I’m sure there’s no NAN in the features input to the model

这个是我的模型：

from dgl.nn import SAGEConv

# ----------- 2. create model -------------- #
# build a two-layer GraphSAGE model
class GraphSAGE(nn.Module):
    def __init__(self, in_feats, h_feats):
        super(GraphSAGE, self).__init__()
        self.conv1 = SAGEConv(in_feats, h_feats, 'mean',norm=lambda x: F.normalize(x))
        self.bn1 = nn.BatchNorm1d(h_feats, eps=1e-5)
        self.conv2 = SAGEConv(h_feats, h_feats, 'mean',norm=lambda x: F.normalize(x))
        self.bn2 = nn.BatchNorm1d(h_feats, eps=1e-5)
        self.conv3 = SAGEConv(h_feats, h_feats, 'mean',norm=lambda x: F.normalize(x))
        self.bn3 = nn.BatchNorm1d(h_feats, eps=1e-5)
        self.conv4 = SAGEConv(h_feats, 1, 'mean',norm=lambda x: F.normalize(x))
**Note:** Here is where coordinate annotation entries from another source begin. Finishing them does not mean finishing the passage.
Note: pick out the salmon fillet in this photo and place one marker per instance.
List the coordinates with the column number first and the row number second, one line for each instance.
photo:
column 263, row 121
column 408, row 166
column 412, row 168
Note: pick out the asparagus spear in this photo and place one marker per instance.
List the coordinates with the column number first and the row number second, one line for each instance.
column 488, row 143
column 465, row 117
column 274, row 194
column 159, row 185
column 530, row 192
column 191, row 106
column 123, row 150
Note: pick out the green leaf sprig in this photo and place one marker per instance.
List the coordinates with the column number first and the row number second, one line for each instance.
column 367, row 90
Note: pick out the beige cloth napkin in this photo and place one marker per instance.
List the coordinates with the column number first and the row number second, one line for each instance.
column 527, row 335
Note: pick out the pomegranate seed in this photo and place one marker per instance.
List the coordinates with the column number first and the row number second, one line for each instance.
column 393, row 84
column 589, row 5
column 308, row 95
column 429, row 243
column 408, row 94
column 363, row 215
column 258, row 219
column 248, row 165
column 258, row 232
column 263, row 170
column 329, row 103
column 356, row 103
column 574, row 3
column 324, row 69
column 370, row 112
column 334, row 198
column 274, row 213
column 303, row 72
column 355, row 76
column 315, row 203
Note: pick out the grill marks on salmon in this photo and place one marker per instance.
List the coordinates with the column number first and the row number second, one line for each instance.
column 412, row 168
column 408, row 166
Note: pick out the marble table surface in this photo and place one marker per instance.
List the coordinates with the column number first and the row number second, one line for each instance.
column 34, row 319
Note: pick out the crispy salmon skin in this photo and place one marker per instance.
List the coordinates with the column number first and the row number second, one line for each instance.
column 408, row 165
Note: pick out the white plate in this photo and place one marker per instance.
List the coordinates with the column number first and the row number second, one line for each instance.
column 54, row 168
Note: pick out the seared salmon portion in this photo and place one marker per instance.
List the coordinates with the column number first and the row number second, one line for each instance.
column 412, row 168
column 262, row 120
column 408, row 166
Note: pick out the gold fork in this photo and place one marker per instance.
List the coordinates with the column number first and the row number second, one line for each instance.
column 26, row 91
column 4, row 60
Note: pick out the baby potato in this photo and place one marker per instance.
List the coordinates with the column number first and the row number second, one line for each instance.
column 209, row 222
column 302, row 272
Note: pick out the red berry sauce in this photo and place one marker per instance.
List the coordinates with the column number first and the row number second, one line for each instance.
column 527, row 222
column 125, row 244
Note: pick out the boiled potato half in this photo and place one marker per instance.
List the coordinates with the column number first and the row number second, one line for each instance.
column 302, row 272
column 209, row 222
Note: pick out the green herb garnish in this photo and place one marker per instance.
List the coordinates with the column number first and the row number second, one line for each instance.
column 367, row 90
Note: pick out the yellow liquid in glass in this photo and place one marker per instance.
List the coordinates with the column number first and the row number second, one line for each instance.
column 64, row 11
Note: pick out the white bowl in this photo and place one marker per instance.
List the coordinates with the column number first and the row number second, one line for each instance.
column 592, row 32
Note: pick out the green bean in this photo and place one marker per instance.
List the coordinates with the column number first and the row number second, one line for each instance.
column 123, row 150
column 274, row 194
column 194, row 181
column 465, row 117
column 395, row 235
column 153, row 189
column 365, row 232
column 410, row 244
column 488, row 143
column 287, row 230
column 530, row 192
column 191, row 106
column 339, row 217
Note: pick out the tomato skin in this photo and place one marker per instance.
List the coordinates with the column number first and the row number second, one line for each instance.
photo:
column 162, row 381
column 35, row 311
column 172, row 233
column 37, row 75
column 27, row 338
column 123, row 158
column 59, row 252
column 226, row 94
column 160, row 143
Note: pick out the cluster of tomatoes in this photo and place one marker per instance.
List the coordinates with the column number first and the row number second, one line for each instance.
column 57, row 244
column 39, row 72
    def forward(self, g, in_feat):
        h = self.conv1(g, in_feat.float()
        h = self.bn1(h)
        h = F.relu(h)
        h = self.conv2(g, h)
        h = self.bn2(h)
        h = F.relu(h)
        h = self.conv3(g, h)
        h = self.bn3(h)
        h = F.relu(h)
        h = self.conv4(g, h)
        return h

my trainer:

def train(SAGE_model,PRED_grid, train_loader):
    optimizer = torch.optim.Adam(SAGE_model.parameters(), lr=0.0001,weight_decay=5e-4)
    for epoch in np.arange(200) + 1:
        epoch_loss = 0
        for batch_id, batch in tqdm(enumerate(train_loader)):
            SAGE_model.train()
            node_features = batch.ndata['feat'].float()
            node_labels = batch.ndata['label'].float()
            train_mask = batch.ndata["feat"][:,0]
            train_mask = train_mask == 3
            train_mask = train_mask.type(torch.bool)
            PRED_grid_logits = SAGE_model(batch, node_features)
            total_grid_positive = node_labels[train_mask].sum()
            total_grid_negative = node_labels[train_mask].shape[0] - total_grid_positive
            pos_grid_weight = total_grid_negative / total_grid_positive
            grid_loss = F.binary_cross_entropy_with_logits(PRED_grid_logits[train_mask], node_labels[train_mask], pos_weight=pos_grid_weight)
            epoch_loss = epoch_loss+grid_loss.item()
            optimizer.zero_grad()
            grid_loss.backward()
            torch.nn.utils.clip_grad_norm_(SAGE_model.parameters(), 0.3)
            torch.nn.utils.clip_grad_norm_(PRED_grid.parameters(), 0.3)
            optimizer.step()

train(SAGE_model,PRED_grid,train_loader)

liu · August 9, 2023, 12:06pm

Some graphs in the graphs dataset will cause all model parameters to become NAN, which I believe is definitely a problem with the dataset. This is my graphs
graphs

BarclayII · August 10, 2023, 2:05am

Did NaN first appear in forward propagation or backward propagation? You could check it by using torch.autograd.detect_anomaly as well as an assert statement:

assert epoch_loss.isnan().any()

If the error is thrown in the forward pass (i.e. in the assert statement), then there’s something wrong in your forward computation. You could then see which intermediate variable is inf or nan.

liu · August 10, 2023, 2:35am

Function 'BinaryCrossEntropyWithLogitsBackward0' returned nan values in its 0th output.

Sorry, I am a novice in code debugging (ㄒ o ㄒ). The above is the error reported by the code after I used “torch.autorad.detect_anomaly”

BarclayII · August 10, 2023, 2:51am

That usually means the loss value is NaN, meaning that one of the intermediate computation outputs NaN or infinity. Were you able to figure out which intermediate variable is NaN or infinity?

Side note: if you are not sure which tool to use for debugging Python code, I recommend VS Code for GUI interactive debugging or pudb to interactively debug within a terminal.

system · September 9, 2023, 3:14am

This topic was automatically closed 30 days after the last reply. New replies are no longer allowed.